PLANS have been unveiled to celebrate the city’s Titanic crew members who lost their lives in the disaster by creating a permanent commemorative feature in the heart of the city.

More than 1,520 people lost their lives when the Titanic sank on its maiden voyage from Southampton to New York on April 15, 1912, after hitting an iceberg off Newfoundland.

Around 670 were crewmembers and around 500 were from Southampton. The City of Southampton Society has put forward plans to build the memorial next to the existing Second World War remembrance feature outside the mayor’s parlour at the Civic Centre. Society trustee and former chairman Jack Candy said: “There is a plaque to those who died at the cenotaph as well as a plaque for the Titanic engineers but there is no single commemorative feature for the Southampton crew of the Titanic.

“Many of the crew were from the city and this feature would be a fitting way to remember them.”

Similar to the existing memorial to the city’s war dead inside the Civic Centre, it would consist of a record of names contained in a wooden cabinet resting on a marble plinth.
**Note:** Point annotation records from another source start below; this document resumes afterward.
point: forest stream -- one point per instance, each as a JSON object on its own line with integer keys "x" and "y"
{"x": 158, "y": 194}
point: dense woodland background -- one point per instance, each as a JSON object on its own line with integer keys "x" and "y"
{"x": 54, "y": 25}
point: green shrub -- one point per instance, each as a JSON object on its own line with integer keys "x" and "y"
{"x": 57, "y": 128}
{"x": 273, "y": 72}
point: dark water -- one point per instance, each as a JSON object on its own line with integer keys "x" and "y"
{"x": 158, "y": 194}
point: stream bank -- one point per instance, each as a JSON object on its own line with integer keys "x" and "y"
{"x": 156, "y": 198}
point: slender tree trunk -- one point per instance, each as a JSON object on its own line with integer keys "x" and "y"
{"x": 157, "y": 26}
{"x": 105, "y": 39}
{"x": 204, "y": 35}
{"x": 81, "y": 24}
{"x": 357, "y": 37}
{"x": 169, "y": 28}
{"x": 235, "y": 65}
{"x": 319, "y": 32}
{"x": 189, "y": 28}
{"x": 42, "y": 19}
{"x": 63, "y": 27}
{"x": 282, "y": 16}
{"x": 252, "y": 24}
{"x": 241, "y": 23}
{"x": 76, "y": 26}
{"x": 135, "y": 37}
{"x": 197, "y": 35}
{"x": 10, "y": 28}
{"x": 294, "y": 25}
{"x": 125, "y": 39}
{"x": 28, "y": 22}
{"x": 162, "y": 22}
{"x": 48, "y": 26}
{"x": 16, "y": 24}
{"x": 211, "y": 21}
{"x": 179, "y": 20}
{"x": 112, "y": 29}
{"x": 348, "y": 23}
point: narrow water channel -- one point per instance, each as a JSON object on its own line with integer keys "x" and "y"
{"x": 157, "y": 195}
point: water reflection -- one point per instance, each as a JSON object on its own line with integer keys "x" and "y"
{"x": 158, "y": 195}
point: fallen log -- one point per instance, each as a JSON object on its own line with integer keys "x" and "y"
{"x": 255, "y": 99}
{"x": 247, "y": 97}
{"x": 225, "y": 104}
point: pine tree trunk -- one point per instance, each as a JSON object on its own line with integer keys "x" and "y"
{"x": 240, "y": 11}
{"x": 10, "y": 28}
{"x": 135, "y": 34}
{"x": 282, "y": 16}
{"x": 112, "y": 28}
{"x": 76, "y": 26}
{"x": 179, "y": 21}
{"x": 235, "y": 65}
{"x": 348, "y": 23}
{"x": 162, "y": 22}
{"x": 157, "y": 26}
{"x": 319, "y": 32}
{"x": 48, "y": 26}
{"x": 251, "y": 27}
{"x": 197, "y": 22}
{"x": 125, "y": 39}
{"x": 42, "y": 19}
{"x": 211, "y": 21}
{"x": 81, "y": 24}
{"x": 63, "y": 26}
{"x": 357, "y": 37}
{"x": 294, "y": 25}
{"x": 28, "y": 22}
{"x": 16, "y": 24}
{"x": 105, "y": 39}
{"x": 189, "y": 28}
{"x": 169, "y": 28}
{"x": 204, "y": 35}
It would be paid for by leftover money raised by the society to fund the Queen’s Peace Fountain in East Park, which was built in 2001 to mark 56 years of peace. Then, around £90,000 was raised, but the fountain only cost £67,000 to build.

“We plan to use the balance from the Queen’s Peace Fountain donations to pay for the memorial,” Mr Candy added. “We have contacted all the 148 donors and had no objections to our proposals.

Now we are just waiting for listed building consent to be granted so we can put it in the Civic Centre.”

He said that if plans for a Titanic museum in the city go ahead the feature would be moved there from the civic centre.